Required resource attributes on all services:
- `service.name`
- `service.version`
- `deployment.environment`
- `service.instance.id`

Required request/event correlation fields:
- `correlation_id` (log field and span attribute)
- `user_id` where available (redacted policy applies)
- `org_id` where available
- `event_id` for async events

Metrics contract:
- Use stable metric names and units.
- For counters use `_total` suffix.
- For durations use seconds.
- Avoid high-cardinality labels (no raw UUIDs/session IDs in labels).

Tracing contract:
- Every incoming HTTP request has a root span.
- NATS publish/consume creates spans linked by correlation context.
- Stripe and SSH operations use child spans with failure status tags.

Logging contract:
- Structured JSON only.
- Include `timestamp`, `level`, `service`, `message`, `correlation_id`.
- Redaction rules follow `doc/governance/Coding_Standards.md`.
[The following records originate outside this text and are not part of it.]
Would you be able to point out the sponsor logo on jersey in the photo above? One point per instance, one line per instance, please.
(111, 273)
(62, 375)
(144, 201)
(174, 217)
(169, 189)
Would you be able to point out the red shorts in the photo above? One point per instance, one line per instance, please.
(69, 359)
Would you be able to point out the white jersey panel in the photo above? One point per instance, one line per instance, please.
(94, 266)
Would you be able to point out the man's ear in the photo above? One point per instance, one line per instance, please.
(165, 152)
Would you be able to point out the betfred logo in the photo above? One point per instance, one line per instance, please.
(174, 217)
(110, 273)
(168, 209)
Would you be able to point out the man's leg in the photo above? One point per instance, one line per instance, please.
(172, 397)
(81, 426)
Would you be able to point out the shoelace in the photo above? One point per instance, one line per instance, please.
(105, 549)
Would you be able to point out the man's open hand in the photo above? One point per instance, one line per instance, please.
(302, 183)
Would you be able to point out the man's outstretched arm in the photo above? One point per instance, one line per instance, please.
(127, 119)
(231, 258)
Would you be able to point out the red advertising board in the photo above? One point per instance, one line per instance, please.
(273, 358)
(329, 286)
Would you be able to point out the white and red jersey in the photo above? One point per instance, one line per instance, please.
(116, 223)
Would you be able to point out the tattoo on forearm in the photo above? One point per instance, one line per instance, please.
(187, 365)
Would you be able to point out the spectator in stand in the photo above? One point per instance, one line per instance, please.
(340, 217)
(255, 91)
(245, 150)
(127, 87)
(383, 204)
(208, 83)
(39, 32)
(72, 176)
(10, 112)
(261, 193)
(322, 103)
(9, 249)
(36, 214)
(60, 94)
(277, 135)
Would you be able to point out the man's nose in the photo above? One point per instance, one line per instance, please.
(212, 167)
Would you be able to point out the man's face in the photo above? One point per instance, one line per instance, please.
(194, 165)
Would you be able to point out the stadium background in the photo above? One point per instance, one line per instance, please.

## 4. Security and Retention

Security requirements:
- Telemetry transport must use TLS in production.
- Access to logs/traces/dashboards restricted by role (admin at v1, ops role in v2).
- No secrets/tokens/private keys in logs or span attributes.

Retention baseline:
- Metrics: 30 days minimum (longer with remote storage after scale trigger).
- Traces: 7 to 14 days baseline.
- Logs: 30 days baseline for operational logs, longer for security/audit streams per policy.

## 5. Ops UI Integration (Admin v1)

Initial UI route:
- `/admin/ops` (admin role only in v1).

Panel sources:
- Service health and internal stats endpoints.
- Aggregated telemetry overview endpoint (to be added to OpenAPI before coding UI panel data fetch).
- Deep links to Grafana dashboards for detailed troubleshooting.

Rule:
- Do not directly query Prometheus/Loki/Tempo from browser.
- Browser calls API/BFF only; backend enforces authz and returns sanitized operational summaries.

## 6. Pre-Implementation Gates

Before coding observability features:
- OpenAPI includes admin ops summary endpoint contract(s).
- AsyncAPI references any new operational events (if introduced).
- UX mock exists for `/admin/ops` with state matrix.
- Governance standards for telemetry are approved.